Frewin ne dormait toujours pas malgré l’heure tardive. Il ne pouvait sortir Ann de ses pensées. Qu’avait-il fait ? La sensation désagréable d’avoir commis une erreur qu’il aurait pu éviter le démangeait. Mais où était l’erreur ? Était-ce d’avoir couché avec elle ou de ne parvenir à s’autoriser une relation ? Une part de lui la désirait, voulait encore la goûter. Pas seulement pour les minutes lascives mais aussi pour la chaleur de sa peau contre la sienne, le réconfort, ne plus se sentir seul. Tu ne formeras jamais un couple avec elle, ton couple c’était Patty.
Il en revenait toujours au même point. Incapable de raisonner calmement. Tout se mélangeait, la sexualité, la peur, la culpabilité, l’envie de partager à nouveau, la morale. Il ne réussissait pas à trancher. À remiser Ann dans un coin, rangée parmi les souvenirs. À décider fermement que dès à présent il aurait avec elle un rapport purement professionnel. C’était ce qu’il avait cru choisir plus tôt dans la journée, il s’était leurré. Tout un pan de son être refusait ce manque.

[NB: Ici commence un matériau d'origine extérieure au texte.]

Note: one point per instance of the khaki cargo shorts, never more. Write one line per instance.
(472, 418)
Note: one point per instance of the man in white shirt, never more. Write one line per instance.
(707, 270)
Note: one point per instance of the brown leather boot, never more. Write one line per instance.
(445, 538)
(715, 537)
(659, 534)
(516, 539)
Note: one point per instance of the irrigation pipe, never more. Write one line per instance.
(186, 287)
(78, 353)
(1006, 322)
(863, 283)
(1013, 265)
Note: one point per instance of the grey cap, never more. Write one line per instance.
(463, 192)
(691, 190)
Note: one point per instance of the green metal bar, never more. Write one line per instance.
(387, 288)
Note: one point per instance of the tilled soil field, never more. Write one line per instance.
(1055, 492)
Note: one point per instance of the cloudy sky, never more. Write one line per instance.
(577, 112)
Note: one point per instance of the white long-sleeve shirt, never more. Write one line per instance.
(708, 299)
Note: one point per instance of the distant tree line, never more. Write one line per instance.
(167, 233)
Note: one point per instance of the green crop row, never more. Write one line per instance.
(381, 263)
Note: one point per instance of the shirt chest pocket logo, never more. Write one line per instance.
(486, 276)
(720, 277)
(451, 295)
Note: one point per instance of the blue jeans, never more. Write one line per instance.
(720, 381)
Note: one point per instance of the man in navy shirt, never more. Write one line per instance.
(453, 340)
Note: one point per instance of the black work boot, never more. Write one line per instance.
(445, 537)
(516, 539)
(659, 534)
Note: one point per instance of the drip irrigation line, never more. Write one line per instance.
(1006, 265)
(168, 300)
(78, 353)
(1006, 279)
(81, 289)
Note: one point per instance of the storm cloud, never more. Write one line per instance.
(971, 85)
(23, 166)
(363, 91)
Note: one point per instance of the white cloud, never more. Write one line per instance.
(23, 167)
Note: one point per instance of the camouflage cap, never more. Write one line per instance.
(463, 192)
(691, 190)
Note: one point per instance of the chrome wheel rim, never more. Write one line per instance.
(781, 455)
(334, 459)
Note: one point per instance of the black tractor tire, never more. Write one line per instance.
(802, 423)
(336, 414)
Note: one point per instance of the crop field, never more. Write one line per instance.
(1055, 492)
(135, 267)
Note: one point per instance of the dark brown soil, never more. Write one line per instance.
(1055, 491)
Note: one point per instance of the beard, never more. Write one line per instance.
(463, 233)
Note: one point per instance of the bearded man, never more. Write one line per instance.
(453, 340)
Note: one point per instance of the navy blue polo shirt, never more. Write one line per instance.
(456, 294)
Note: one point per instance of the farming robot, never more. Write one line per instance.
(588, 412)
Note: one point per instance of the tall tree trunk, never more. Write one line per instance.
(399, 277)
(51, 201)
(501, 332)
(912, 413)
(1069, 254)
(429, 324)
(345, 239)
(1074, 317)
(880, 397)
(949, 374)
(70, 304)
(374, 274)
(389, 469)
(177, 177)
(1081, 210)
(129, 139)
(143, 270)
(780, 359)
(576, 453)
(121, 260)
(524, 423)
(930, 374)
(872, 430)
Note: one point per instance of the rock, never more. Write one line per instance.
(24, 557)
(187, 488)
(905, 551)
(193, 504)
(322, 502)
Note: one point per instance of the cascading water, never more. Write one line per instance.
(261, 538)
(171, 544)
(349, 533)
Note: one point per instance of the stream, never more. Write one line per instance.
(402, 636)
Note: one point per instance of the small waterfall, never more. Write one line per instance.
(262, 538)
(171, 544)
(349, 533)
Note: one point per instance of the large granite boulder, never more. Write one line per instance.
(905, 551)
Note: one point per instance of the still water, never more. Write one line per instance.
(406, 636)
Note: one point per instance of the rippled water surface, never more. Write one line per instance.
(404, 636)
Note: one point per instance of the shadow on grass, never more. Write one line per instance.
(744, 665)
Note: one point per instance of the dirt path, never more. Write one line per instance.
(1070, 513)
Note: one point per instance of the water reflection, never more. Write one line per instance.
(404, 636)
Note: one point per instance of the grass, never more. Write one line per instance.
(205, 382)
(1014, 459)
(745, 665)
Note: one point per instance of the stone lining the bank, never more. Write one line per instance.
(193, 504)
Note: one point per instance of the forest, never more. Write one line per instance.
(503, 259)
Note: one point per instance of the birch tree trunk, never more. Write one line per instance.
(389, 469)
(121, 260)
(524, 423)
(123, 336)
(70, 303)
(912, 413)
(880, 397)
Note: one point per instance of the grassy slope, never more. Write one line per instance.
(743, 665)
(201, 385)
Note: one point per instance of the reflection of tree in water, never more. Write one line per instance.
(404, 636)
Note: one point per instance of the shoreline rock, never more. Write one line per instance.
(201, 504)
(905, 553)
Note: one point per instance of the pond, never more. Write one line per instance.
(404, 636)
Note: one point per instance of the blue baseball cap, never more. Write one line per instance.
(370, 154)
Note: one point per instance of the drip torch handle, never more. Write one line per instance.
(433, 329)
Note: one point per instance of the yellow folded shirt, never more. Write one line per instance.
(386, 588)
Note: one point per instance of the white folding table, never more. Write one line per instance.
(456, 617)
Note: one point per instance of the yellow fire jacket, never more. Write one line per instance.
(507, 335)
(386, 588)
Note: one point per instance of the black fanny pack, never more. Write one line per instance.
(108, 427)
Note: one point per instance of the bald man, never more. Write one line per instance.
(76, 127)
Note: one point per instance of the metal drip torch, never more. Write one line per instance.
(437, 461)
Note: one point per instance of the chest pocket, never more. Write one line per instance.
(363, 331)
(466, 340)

Un débat sans fin. Fallait-il attendre que le temps fasse son ouvrage, qu’elle s’éloigne sous le coup du ressentiment et qu’ainsi l’ambiguïté se tarisse d’elle-même ? Solution de facilité, celle du couard qui ne fait pas le ménage en lui. Il en paierait le prix un jour ou l’autre, il ne fallait pas se mentir. La personnalité n’évacuait pas les dilemmes ou les problèmes irrésolus, elle les recouvrait, jusqu’au jour où les racines pourries remontaient leur gangrène à la surface, plus destructrices que jamais.
Il ne savait plus quoi penser, quoi faire. La fatigue, la confusion de l’enquête. Même dans ce domaine il ne savait plus s’orienter. L’hypothèse d’une femme devenait difficile à écarter, même si elle n’allait pas avec celle d’un tueur au sein de la 3e section. Et les femmes n’étaient pas légion, encore moins celles qui avaient été proches au moment des trois crimes. Une poignée de secrétaires et quelques infirmières. Et cela impliquait que Clauwitz et Forrell soient morts à cause d’un « incident de tir », et non de la présence d’un tueur dans la 3e section. Difficile à croire.
Et pourtant...
La porte d’entrée grinça légèrement.
Frewin sentit la peau de son crâne qui se tendait. Il se tordit la nuque, très lentement, pour distinguer l’ouverture.
Une silhouette pénétra dans l’église, emmitouflée dans un vêtement ample, et referma le lourd vantail derrière elle.
Puis elle se mit à marcher en direction de Frewin.